Software CodeBase
Our codebase can be found at our GitHub workspace (Running instructions can be found in respective ReadMes):
- rsun_goal – Utils and Launch files for physical/simulation UAS bring-up – branch: fuel-cer-hw
- rsun_fire_localization – Scripts for running our new perception pipeline – branch: main
- rsun_goal_planner – Personal copy of open source project with relavant mod – branch: p2p_hw
- fast_exploration_planner – Personal copy of open source exploration mod – branch: fuel_cer_hw
- rsun_autonomy_simple – branch: fuel_cer_hw
- rsun_gcs_streaming – branch: hw_mods
- rsun_drivers
Spring and Fall Semester Implementation
The following description about our subsystem implementation is distributed into two broad time periods: the Spring semester and the Fall semester.

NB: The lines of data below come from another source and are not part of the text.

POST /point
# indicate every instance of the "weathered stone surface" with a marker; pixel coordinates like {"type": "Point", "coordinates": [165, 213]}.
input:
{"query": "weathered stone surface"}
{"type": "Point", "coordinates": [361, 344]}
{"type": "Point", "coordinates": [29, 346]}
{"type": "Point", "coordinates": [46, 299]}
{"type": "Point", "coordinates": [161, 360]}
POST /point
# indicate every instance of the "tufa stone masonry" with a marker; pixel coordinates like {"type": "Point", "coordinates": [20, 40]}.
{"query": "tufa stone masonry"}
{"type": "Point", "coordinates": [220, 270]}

The fire localization and the state estimation subsystems were of major focus in the spring semester, however in the interest of a successful demonstration and realism to our use case, we took decision in the fall semester which extensively changed our subsystem design as compared to the spring semester including designing a new drone. To explain this aptly, we first describe the implementation summary of the fall semester, referring to the spring semester implementation details along the way. The spring semester work would be displayed below the fall semester work.
Fall Semester
[Revamped] Fire Perception
Fire Localization in Phoenix: In our previous aerial system, Phoenix, the fire localization module processed thermal images to determine fire hotspot coordinates for mapping. Two methods were explored: a learning-based approach developed by AirLab and a classical method developed by our team.

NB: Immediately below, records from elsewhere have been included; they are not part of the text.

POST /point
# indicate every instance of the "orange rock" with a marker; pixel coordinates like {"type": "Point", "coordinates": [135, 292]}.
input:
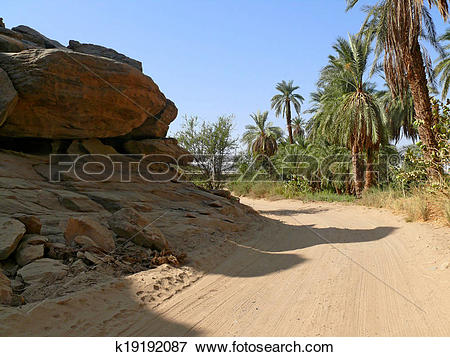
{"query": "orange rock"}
{"type": "Point", "coordinates": [85, 96]}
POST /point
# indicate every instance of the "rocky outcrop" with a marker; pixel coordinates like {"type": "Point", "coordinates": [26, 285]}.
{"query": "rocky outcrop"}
{"type": "Point", "coordinates": [85, 226]}
{"type": "Point", "coordinates": [36, 37]}
{"type": "Point", "coordinates": [101, 51]}
{"type": "Point", "coordinates": [166, 150]}
{"type": "Point", "coordinates": [155, 126]}
{"type": "Point", "coordinates": [85, 96]}
{"type": "Point", "coordinates": [32, 224]}
{"type": "Point", "coordinates": [129, 224]}
{"type": "Point", "coordinates": [8, 98]}
{"type": "Point", "coordinates": [88, 99]}
{"type": "Point", "coordinates": [11, 232]}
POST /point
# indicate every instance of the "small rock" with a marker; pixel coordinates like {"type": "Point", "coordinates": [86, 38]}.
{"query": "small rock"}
{"type": "Point", "coordinates": [85, 226]}
{"type": "Point", "coordinates": [128, 223]}
{"type": "Point", "coordinates": [17, 300]}
{"type": "Point", "coordinates": [26, 253]}
{"type": "Point", "coordinates": [32, 223]}
{"type": "Point", "coordinates": [221, 193]}
{"type": "Point", "coordinates": [56, 238]}
{"type": "Point", "coordinates": [85, 242]}
{"type": "Point", "coordinates": [93, 258]}
{"type": "Point", "coordinates": [215, 204]}
{"type": "Point", "coordinates": [95, 146]}
{"type": "Point", "coordinates": [5, 290]}
{"type": "Point", "coordinates": [34, 239]}
{"type": "Point", "coordinates": [17, 285]}
{"type": "Point", "coordinates": [43, 270]}
{"type": "Point", "coordinates": [11, 232]}
{"type": "Point", "coordinates": [78, 266]}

The deployed method relied on classical stereo matching of synchronized thermal feeds, rectified using OpenCV’s stereoRectify to correct distortions. Temperature-based masks were generated to segment hotspots, and ORB features were then detected and matched between the left and right frames. The matches were refined using epipolar constraints to estimate depth and compute 3D coordinates in the world frame.

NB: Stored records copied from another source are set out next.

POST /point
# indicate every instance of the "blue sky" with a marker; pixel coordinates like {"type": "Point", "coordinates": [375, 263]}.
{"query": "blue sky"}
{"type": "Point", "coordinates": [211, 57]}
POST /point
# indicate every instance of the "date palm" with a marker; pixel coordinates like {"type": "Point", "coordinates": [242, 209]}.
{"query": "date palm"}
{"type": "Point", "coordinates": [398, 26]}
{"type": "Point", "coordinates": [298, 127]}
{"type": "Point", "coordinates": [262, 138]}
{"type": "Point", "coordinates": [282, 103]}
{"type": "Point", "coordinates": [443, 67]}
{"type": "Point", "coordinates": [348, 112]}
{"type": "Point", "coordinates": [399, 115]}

Alternative approaches included generating disparity maps with StereoSGBM and using Fast-ACVNet for learning-based depth estimation. These methods showed promise but faced challenges such as information loss during image conversion and poor performance due to distribution mismatches.
While Phoenix Pro employs a different fire localization system, these efforts informed our understanding of thermal-based perception.
In the Phoenix Pro system, the fire perception module was designed to localize and map fire hotspots more accurately compared to the previous approach used in Phoenix. The previous system relied on a thermal stereo-based design, which exhibited a localization error of approximately 2 meters within a range of 5 meters. This approach faced several challenges, including the requirement for a large baseline between thermal cameras and the difficulty of performing precise extrinsic calibration between them. These factors contributed to inaccuracies in fire localization, limiting the effectiveness of the system for real-world applications.
Fusing RGBD and Thermal
To overcome these challenges and improve localization accuracy, we adopted a new approach in Phoenix Pro that leveraged the RealSense point cloud, effectively bypassing the need for thermal stereo. The RealSense camera provided dense RGB-D data, enabling us to obtain accurate depth measurements without the need for large baseline configurations or complex thermal camera calibration. By integrating thermal information with the RealSense point cloud, we could project fire hotspots detected in the thermal images into 3D space with higher precision. This method significantly enhanced the accuracy, localizing fires now up to 50 cm error for a 6 m range.
The overall flow of information from the sensors (FLIR Boson + RealSense D456) to the fire localization and mapping is depicted in the figure below. We receive data from FLIR Boson at 30 fps, and point cloud from RS D456 at 30 fps. We first downsample the point cloud with a leaf size of 0.1 m, and clip the range to 8 m. This reduces the computational load and filters out bad points in the point cloud. With this configuration, we are able to achieve localization at 30 fps, i.e., in real time.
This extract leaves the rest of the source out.